Necrotizing fasciitis in gynecologic and obstetric patients: a surgical emergency.

Am J Obstet Gynecol

Department of Obstetrics and Gynecology, Mercer University School of Medicine, Savannah, Memorial Health University Medical Center, Georgia, USA.

Published: August 2002

Objective: We reviewed the cases of 23 patients who were admitted to the hospital with a primary diagnosis of histopathologically confirmed necrotizing fasciitis in the lower abdomen or pelvis. Rapid demise of a healthy postpartum women piqued our interest in trying to identify the early signs and symptoms that may lead to earlier diagnosis and treatment of this often fatal disease.

Study Design: A retrospective analysis of charts of all patients who were admitted to the gynecology and obstetrics services of our hospital systems with a diagnosis of necrotizing fasciitis for the past 14 years was performed. Age, comorbid factors, precipitating events, weight, symptoms and signs, microbiologic factors, radiographs, surgical therapy, and morbidity were correlated.
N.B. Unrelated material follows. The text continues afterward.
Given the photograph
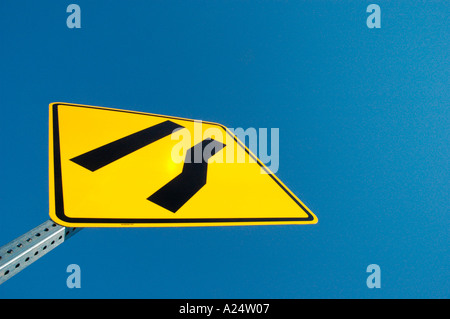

Results: Definitive operation was accomplished within 48 hours of the diagnosis of necrotizing fasciitis in all but 3 patients. Of the 17 patients who were not puerperal, 88% of the women were obese; 65% of the women were hypertensive, and 47% of the women were diabetic. Of the total 23 patients, 70% of the women complained of severe pain, and 35% of the women had radiographic diagnostics for necrotizing fasciitis ("gas"). Four patients had diverting colostomies, and 39% of the patients had flaps or synthetic grafts. Three patients died (mortality rate, 13%). One patient who was puerperal died of a severe rapid septicemia; the 2 late deaths were the result of systemic candidiasis.

Conclusion: Necrotizing fasciitis is a rapidly progressive, often lethal, infectious disease process that requires early aggressive debridement. Any patient with inordinate pain and unilateral edema in the pelvis, especially in the puerperium, should be suspected of having this disease. Radiographic studies are often diagnostic of this condition. The triad of pelvic pain, edema, and any sign of septicemia carries an extremely grave prognosis and mandates immediate surgical intervention.